KSL1b: Participate in conversations through multiple exchanges.
KSL1c: Consider individual differences when communicating with others.
KSL2: Participate in a conversation about features of diverse texts and formats.
KSL3: Develop and answer questions to clarify what the speaker says.
KSL4: Describe familiar people, places, things, and events with detail.
KSL5: Create and/or utilize existing visual displays to support descriptions.
KSL6: Express thoughts, feelings, and ideas.
PLEASE NOTE: Language Standards 1 and 2 are organized within grade bands and are not meant to be accomplished by the end of Kindergarten. Local curriculum choices will determine which specific skills are included in Kindergarten. These banded skills can be found in Appendix A or in the Course Documents tab. Language Standards 1 and 2 are organized within grade bands. For the Core Conventions Skills and Core Punctuation and Spelling Skills for Grades P-2, the student is expected to know and be able to use the skills by the end of 2nd grade. The → is included to indicate skills that connect and progress across the band. These particular skills are depicted on a continuum because research suggests that they develop along a progression.
See Appendix A in "New York State Next Generation English Language Arts Learning Standards (2017)" or find it in the Course Documents tab.
L3: Begins in Grade 2
KL4: Explore and use new vocabulary and multiple-meaning words and phrases in authentic experiences, including, but not limited to the following:
KL4a: Identify new meanings for familiar words and apply them accurately (e.g., knowing duck is a bird and learning the verb to duck).
KL4b: Use the most frequently occurring inflections and affixes (e.g., -ed, - s, re-, un-, pre-, - ful, -less) as a clue to the meaning of a word.
KL5: Explore and discuss word relationships and word meanings.
KL5a: Sort common objects into categories (e.g., shapes, foods) for understanding of the concepts the categories represent.

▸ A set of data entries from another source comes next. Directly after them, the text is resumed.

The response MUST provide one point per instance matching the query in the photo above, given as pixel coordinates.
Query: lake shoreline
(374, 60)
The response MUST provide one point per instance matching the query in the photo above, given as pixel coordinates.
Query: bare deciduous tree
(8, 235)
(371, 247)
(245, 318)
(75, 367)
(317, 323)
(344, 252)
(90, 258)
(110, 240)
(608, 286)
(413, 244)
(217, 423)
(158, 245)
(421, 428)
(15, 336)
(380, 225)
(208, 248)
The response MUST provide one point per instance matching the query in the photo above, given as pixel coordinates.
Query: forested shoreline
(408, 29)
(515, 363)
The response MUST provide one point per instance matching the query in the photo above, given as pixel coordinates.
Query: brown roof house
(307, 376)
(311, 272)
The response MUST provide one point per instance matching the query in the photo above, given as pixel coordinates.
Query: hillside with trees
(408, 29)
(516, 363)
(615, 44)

KL5b: Demonstrate understanding of frequently occurring verbs and adjectives by relating them to their opposites (antonyms).
KL5c: Use words to identify and describe the world, making connections between words and their use (e.g., places at home that are colorful).
KL5d: Explore variations among verbs that describe the same general action (e.g., walk, march, gallop) by acting out the meanings.
KL6: Use words and phrases acquired through conversations, reading and being read to, and responding to texts.